Namun berbeda dengan Masyarakat Klungkung yang dimaksud sampai saat ini masih melestarikan tradisi-tradisinya hingga menjadi warisan budaya.
Salah satu tradisi yang mana masih dilestarikan sampai saat ini adalah tarian baris jangkang. Tarian ini terdapat dalam Dusun Pelilit, Pulau Nusa Penida Bali.
Melansir dari laman kemendikbud, Tarian baris jangkang ini biasanya dipentaskan oleh sekelompok pria dewasa. Sebanyak 8 sampai 12 orang pria memakai senjata tombak Panjang.
Pakaiannya pun sangat sederhana yaitu dengan mengenakan celana putih, kain putih juga saput kuning.
Mengapa diberi nama Baris jangkang? Rupanya lantaran tarian ini dibawakan dengan gerakan setengah jongkok (jangkang) dengan diiringi gamelan.
Usia tarian ini terbilang sudah cukup tua. Hal ini terlihat dari segi gerakan tarinya hingga pakaiannya yang tersebut serba sederhana.
Asal usul adanya tarian baris jangkang ini bermula dari orang abdi (parekan) dalam Kerajaan Semarapura Bernama Jro Wayan Kulit.
Ia sehari-hari bertugas memberi makan babi. Suatu saat Jro Wayan Kulit pulang ke Nusa Penida kemudian memohon tempat makan babi berbentuk kempur berbahan perunggu dibawa pulang.
Menurutnya tempat makan babi itu mempunyai kekuatan magis yang dimaksud luar biasa. Sang raja pun memberikan tempat makan babi itu untuk dibawa pulang Jro Wayan ke rumahnya, yang dimaksud saat ini Bernama Desa Pakraman Pelilit.

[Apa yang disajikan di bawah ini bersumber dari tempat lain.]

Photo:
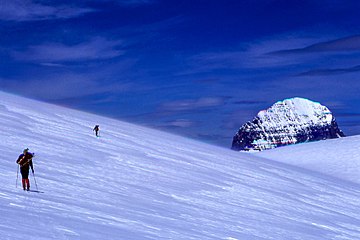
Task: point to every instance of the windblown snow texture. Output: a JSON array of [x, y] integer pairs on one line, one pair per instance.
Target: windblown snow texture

Desa hal tersebut suatu hari diserang oleh desa lain. Berkat kesaktian Jro Wayan dan juga kekuatan kempur tempat makan babi, akhirnya musuh lari jungkang jungking tidaklah jadi menyerang.
Terinspirasi dari kejadian tersebut, Jro Wayan pun menciptakan tari yang mana dinamakan sesolahan Jangkang atau yang lebih lanjut dikenal dengan Tari Baris Jangkang.
Tarian ini dipentaskan setiap ada pujawali baik di tempat Pura Desa, Pura Dalem, Pura Puseh maupun pura-pura lain.
Selain itu Tarian Baris Jangkang ini juga ditarikan Ketika ada warga desa yang membayar kaul hingga saat terjadi musim kemarau Panjang.
Lantaran sudah dianggap sakral oleh Masyarakat, setiap hari suci Buda Kliwon Ugu, merekan menghaturkan sesaji serta diupacarai berbentuk banten.